ME: Go ahead and stop it now. the 612 doesn't work anyway and we can't watch it.
Mark (ID: LQ3): No problem.
Mark (ID: LQ3): Here is what will happen now that your service is going to be cancelled. Boxes will be shipped to you as a courtesy by UPS so you can return the equipment. You will need to return the receivers, smart cards, remotes and LNBF (It is the eye piece on the arm of the dish. It is only attached by a couple of screws, and can be removed with a screwdriver). 
Mark (ID: LQ3): There will be instructions in the boxes about what needs to be returned. The boxes will be there in 7 to 10 business days after the disconnect date. There is a $17 shipping charge if you chose to use the return shipping label we provided to return your equipment. We do this to make the process as convenient as possible for you. Keep in mind that you generally save money by using our packaging, as it’s only $17 per shipping label which is as low as half the cost of other couriers. 
Mark (ID: LQ3): With this promotion you have 30 days from the disconnect date to return the equipment. If we do not receive the equipment within the 30 day period, you will be charged for the full price for the equipment which ranges between $100.00 and $400.00. The charge for the equipment will be placed on your account and/or charged to the debit or credit card we have on file for your account. Could you please confirm your shipping address so we can make sure the boxes reach you?
ME: I can't get to the roof, too dangerous.
Mark (ID: LQ3): I'll have that piece waived.
Mark (ID: LQ3): Before the account can be canceled, For security purposes, would you please verify the 4 digit Security Code on the account?
Mark (ID: LQ3): Could you please confirm your shipping address so we can make sure the boxes reach you?
ME: Shipping address is XXXX
Mark (ID: LQ3): Thanks.
Mark (ID: LQ3): You're all set.
Mark (ID: LQ3): We regret that we were unable to retain your business today, our hope is that you will allow us to provide you with service again in the future.

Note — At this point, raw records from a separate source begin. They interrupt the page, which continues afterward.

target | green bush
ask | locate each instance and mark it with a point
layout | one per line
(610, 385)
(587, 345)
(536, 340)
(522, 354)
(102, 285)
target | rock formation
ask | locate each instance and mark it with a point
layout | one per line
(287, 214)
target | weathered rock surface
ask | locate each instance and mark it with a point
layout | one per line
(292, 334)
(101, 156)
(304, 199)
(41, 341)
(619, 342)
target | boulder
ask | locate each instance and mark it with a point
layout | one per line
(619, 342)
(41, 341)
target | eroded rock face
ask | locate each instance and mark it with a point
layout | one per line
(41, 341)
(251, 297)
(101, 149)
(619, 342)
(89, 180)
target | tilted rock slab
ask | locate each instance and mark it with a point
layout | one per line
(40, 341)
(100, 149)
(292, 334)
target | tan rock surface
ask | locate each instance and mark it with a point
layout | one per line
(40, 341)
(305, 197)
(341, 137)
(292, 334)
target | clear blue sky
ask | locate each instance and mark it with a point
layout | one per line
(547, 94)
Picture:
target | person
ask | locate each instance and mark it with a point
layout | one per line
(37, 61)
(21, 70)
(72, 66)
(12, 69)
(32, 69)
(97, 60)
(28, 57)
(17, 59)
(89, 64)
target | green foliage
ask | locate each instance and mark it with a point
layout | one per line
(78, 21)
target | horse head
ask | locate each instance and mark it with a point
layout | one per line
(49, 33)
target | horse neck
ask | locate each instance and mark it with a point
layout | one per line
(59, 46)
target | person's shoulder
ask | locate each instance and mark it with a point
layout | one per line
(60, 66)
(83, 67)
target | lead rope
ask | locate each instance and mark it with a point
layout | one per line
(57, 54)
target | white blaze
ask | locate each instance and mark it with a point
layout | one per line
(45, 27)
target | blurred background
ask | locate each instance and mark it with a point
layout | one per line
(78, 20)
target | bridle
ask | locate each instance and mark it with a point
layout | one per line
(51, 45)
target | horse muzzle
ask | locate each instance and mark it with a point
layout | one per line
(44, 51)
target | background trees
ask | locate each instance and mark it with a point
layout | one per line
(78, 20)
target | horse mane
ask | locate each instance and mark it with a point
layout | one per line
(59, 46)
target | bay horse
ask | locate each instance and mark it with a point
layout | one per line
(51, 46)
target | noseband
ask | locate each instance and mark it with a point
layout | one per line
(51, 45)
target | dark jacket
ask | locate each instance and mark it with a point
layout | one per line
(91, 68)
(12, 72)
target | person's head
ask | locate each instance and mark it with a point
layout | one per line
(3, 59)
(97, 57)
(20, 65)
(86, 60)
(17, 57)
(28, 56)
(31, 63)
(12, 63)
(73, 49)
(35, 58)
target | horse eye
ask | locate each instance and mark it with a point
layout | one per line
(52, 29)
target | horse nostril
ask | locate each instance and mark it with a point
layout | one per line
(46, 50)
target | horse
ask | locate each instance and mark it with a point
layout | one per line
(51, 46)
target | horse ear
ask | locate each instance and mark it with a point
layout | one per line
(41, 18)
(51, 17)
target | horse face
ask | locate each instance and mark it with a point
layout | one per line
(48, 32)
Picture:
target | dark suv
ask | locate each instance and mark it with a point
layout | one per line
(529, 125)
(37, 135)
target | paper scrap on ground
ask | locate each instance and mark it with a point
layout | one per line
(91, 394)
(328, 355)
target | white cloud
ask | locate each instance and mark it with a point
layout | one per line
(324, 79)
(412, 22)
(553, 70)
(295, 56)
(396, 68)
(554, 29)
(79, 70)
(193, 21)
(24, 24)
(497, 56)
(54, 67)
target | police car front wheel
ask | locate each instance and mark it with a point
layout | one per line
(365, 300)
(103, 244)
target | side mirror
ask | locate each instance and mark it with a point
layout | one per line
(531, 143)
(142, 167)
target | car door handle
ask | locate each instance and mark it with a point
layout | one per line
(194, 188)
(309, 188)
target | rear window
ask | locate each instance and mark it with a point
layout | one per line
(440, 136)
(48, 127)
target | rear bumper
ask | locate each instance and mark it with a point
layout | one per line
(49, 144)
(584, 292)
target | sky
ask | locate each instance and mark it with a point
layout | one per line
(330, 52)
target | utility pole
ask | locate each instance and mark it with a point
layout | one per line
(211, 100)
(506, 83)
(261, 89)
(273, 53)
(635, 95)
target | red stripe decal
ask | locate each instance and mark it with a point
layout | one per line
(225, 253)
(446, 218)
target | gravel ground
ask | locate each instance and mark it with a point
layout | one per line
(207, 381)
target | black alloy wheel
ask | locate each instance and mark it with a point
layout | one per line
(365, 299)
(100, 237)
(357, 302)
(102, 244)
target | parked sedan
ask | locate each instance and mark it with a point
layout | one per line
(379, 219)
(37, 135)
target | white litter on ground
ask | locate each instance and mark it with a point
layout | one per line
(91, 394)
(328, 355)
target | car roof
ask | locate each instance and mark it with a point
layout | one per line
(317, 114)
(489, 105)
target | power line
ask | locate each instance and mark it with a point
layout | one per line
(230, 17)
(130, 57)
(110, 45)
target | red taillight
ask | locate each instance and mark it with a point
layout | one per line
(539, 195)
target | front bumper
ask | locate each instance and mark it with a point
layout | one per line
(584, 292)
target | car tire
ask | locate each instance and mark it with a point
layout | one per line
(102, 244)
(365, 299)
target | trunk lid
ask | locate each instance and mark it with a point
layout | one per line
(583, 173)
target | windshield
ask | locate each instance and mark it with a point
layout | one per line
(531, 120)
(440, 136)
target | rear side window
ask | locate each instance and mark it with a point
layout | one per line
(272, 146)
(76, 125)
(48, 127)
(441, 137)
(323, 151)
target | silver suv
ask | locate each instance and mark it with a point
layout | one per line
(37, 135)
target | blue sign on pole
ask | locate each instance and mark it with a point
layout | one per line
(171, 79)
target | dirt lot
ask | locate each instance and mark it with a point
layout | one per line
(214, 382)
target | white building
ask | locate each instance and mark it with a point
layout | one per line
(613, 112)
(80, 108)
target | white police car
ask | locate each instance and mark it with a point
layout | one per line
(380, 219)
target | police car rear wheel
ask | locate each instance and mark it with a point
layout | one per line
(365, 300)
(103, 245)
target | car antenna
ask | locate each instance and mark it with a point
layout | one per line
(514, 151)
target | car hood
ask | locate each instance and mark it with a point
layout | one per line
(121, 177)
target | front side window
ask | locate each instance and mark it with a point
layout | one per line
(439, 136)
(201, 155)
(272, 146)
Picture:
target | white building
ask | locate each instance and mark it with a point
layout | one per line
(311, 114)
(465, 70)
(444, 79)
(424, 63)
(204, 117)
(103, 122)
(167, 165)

Thank you for chatting with DISH, have a wonderful day.
ME: Okay thanks for your help.
Mark (ID: LQ3): You're welcome.
Mark (ID: LQ3): Bye
Mark (ID: LQ3) has disconnected.


----------



## P Smith (Jul 25, 2002)

So, what will be your next source of video at home ?


----------



## Grantmobile (Aug 24, 2010)

P Smith said:


> So, what will be your next source of video at home ?


I'll probably end up back with cable, dang it.

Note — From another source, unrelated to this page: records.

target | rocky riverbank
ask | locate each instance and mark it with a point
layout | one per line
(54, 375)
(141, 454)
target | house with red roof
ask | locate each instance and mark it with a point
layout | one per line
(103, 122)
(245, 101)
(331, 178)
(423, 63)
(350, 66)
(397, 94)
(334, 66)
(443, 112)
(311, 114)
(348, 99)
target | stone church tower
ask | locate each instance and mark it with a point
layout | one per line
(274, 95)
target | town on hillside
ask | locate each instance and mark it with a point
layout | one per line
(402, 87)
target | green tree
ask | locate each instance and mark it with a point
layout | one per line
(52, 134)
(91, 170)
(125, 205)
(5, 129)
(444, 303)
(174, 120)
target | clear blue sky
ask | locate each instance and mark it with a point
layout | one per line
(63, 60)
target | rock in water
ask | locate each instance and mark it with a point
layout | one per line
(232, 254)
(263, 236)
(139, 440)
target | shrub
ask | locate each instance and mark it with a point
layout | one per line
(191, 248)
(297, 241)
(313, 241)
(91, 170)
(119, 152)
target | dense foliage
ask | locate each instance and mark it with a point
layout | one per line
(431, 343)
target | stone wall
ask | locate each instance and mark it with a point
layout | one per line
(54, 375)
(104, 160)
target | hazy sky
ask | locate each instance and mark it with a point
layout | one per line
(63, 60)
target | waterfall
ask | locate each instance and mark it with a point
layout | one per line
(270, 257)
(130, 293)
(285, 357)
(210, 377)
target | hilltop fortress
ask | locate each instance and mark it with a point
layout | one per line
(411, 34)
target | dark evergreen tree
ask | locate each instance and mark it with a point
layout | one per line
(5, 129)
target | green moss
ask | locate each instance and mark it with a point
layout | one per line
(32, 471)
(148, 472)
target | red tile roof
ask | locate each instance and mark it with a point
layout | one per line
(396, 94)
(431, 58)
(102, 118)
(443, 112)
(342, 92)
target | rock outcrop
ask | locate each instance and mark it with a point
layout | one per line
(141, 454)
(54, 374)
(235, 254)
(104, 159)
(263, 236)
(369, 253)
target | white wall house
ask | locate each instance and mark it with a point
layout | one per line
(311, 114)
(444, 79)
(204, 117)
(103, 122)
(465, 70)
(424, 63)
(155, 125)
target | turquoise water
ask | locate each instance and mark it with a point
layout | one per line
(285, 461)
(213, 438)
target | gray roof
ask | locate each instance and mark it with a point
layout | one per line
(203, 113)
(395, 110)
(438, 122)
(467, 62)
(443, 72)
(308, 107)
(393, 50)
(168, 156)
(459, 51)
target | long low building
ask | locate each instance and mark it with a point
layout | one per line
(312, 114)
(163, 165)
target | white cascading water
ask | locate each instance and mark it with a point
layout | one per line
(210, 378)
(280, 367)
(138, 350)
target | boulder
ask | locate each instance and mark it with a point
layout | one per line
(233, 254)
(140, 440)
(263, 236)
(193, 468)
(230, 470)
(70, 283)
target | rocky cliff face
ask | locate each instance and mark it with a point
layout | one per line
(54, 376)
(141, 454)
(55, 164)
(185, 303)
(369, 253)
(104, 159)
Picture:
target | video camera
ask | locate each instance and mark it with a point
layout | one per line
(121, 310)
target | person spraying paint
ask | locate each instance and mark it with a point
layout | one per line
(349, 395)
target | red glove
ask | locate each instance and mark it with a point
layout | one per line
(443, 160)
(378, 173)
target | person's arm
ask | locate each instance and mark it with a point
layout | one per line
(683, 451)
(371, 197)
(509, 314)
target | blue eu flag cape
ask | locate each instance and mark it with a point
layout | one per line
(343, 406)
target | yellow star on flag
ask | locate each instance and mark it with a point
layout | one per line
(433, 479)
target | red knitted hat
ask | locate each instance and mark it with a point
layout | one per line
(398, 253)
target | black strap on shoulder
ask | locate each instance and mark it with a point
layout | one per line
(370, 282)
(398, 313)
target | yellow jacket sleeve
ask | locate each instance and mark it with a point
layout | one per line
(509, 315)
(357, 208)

I know E* beats them by a mile WHEN THE EQUIPMENT WORKS! We've sure had bad luck with it the last 4 months or so.

We have a ROKU player that works amazingly well all the time with Netflix and stuff, so I might just go with local basic cable channels to supplement. The wife just watches the network shows anyway. I might fire up my pair of Toshiba HDD recorders for a poorboy DVR. Won't be HD, but she doesn't notice the difference or care anyway.

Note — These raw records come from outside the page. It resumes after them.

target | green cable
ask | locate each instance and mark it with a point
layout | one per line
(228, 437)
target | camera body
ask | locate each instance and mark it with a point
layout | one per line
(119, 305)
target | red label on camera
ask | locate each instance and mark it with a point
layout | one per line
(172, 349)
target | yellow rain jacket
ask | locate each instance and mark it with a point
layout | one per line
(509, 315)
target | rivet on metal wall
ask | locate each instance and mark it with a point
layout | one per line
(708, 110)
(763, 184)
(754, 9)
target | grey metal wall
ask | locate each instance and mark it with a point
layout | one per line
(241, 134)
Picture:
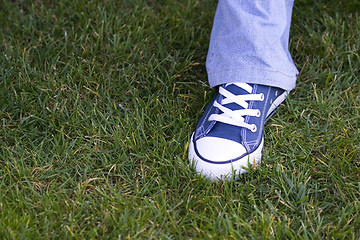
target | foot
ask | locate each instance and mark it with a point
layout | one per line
(229, 136)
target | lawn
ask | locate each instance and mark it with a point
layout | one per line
(98, 100)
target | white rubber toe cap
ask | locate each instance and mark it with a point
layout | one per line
(219, 149)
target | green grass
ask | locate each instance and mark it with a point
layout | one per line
(98, 100)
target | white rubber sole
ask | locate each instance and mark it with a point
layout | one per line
(226, 171)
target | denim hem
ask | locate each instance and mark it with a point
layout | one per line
(286, 81)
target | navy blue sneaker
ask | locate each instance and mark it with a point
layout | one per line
(230, 135)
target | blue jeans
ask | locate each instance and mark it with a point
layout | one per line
(249, 43)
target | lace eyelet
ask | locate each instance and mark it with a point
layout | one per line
(254, 128)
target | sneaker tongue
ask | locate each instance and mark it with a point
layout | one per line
(236, 91)
(223, 130)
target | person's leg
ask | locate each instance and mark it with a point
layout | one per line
(249, 59)
(249, 43)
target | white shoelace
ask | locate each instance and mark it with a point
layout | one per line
(236, 117)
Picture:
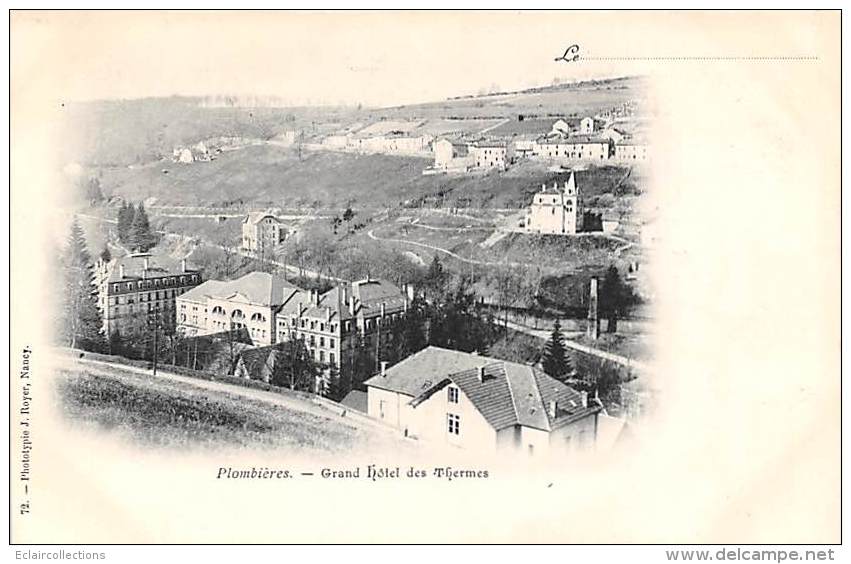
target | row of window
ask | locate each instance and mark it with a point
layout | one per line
(155, 283)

I'm looking in to what cable has for HD DVRs and programming costs today, but I'll probably just go with basic.

For new release movie nights we still have our HD CRT projector system in the basement.


----------



## Grantmobile (Aug 24, 2010)

Caught a break and cable was having a promo that worked well for us.
Got a 320gig HD DVR and more channels than before for only a few more dollars a month.

If I stop my Netflix, I'll pay less per month total than I was. There is plenty of good content on cable "on demand" and it works great.

Price good for a year with no commitment.

I went to the local office and picked up the DVR and 2 additional boxes included in the package. They included various coax pieces, a 4 way splitter and even an HDMI cable.

Got home and hooked up the DVR right away, called to activate it...
It wouldn't activate! Good Lord! The TV gods are against me.

Talked to 3 or 4 "techs" over the phone and they decided to just send out an installer. Surprisingly, installer showed up only 2 hours later and removed some cable filter thing out on the phone pole across the street.

Everything works great now and no charge for the installer.

E* was great when it worked too, and I might still have it if we hadn't had bad luck on the DVR and it's replacement.

I want to thank you all on this site for the information and help over the last few years too.


----------